Nifty Gives Up 13,500 As Markets Break Record-Breaking Run

Domestic stock markets registered mild losses on Thursday, halting a rally that pushed the benchmark S&P BSE Sensex index above the 46,000 mark for the first time ever. The Sensex index fell 392.63 points, or 0.85 per cent, to 45,710.87 at the weakest level recorded in morning deals. The broader NSE Nifty 50 benchmark slid to as low as 13,399.30, down 129.8 points, or 0.96 per cent, from its previous close. Losses in banking, financial services and IT shares weighed on the markets.

  1. The Sensex closed 143.62 points, or 0.31 per cent, lower at 45,959.88, following five consecutive days of gain, and the Nifty settled at 13,478.30, down 50.80 points, or 0.38 per cent, from its previous close.
  2. UPL, Tata Motors, Indian Oil, UltraTech Cement and Tata Steel, trading between 2.31 per cent and 13.86 per cent lower, were the worst hit among 43 laggards in the Nifty basket of 50 shares. On the other hand, Nestle, Maruti Suzuki and Titan, up 0.69-1.51 per cent each, were the top gainers in the index. 
  3. Reliance Industries, HDFC Bank, HDFC and Infosys were the biggest drags on Sensex. 
  4. On Wednesday, both indices had risen more than 1 per cent to close at record highs, riding on optimism around COVID-19 vaccines and foreign fund inflows. 
  5. Analysts awaited macroeconomic data for near-term cues. According to a poll by news agency Reuters, consumer inflation likely stood at 7.10 per cent in November, but remained above the Reserve Bank of India’s target amid high food and petrol prices.

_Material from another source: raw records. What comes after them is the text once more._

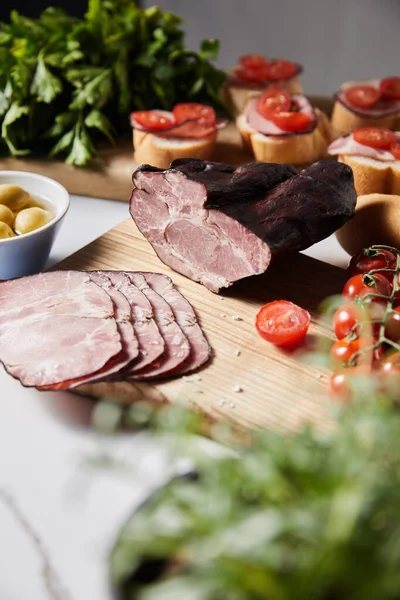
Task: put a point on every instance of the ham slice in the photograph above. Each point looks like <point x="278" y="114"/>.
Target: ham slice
<point x="67" y="311"/>
<point x="348" y="145"/>
<point x="177" y="348"/>
<point x="262" y="125"/>
<point x="185" y="317"/>
<point x="151" y="344"/>
<point x="382" y="108"/>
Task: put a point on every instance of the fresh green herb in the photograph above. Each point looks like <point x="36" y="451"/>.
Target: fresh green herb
<point x="66" y="84"/>
<point x="285" y="518"/>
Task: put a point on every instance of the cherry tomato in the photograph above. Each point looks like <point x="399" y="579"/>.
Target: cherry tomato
<point x="291" y="121"/>
<point x="369" y="260"/>
<point x="253" y="61"/>
<point x="282" y="323"/>
<point x="153" y="119"/>
<point x="252" y="74"/>
<point x="363" y="96"/>
<point x="345" y="319"/>
<point x="367" y="285"/>
<point x="392" y="326"/>
<point x="375" y="137"/>
<point x="193" y="110"/>
<point x="390" y="88"/>
<point x="395" y="149"/>
<point x="272" y="101"/>
<point x="281" y="69"/>
<point x="340" y="384"/>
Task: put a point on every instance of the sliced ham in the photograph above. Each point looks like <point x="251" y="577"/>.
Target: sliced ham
<point x="262" y="125"/>
<point x="217" y="224"/>
<point x="348" y="145"/>
<point x="177" y="348"/>
<point x="382" y="108"/>
<point x="151" y="343"/>
<point x="56" y="328"/>
<point x="185" y="317"/>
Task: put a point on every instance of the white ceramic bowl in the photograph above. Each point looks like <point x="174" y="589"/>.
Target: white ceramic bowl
<point x="27" y="254"/>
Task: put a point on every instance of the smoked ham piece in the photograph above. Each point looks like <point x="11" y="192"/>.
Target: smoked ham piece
<point x="217" y="224"/>
<point x="56" y="327"/>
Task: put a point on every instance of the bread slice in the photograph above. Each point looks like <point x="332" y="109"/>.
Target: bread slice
<point x="160" y="152"/>
<point x="373" y="176"/>
<point x="344" y="121"/>
<point x="300" y="149"/>
<point x="236" y="97"/>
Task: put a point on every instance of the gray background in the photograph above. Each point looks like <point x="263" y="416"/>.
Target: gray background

Official data is due on Monday.
  6. Meanwhile, the country’s drug regulator said on Wednesday that it needed more data to make a decision on emergency authorisation for vaccines developed by AstraZeneca and Bharat Biotech.
  7. Global markets eased from record highs on Thursday as stalled US stimulus talks and a selloff in tech stocks hurt investor sentiment.
  8. MSCI’s broadest index of Asia-Pacific shares outside Japan was last seen trading 0.30 per cent lower. Japan’s Nikkei 225 was also down 0.30 per cent.
  9. A 1.90 per cent fall in Facebook shares drive a nearly 2 per cent drop in the technology stocks-heavy US benchmark Nasdaq Composite on Wednesday, after US regulators filed lawsuits alleging the company used its dominance to buy or crush rivals, harming competition.
  10. British and European futures slipped marginally in Asia, with FTSE futures and EuroSTOXX 50 futures down 0.10 per cent. The S&P 500 futures were up 0.10 per cent.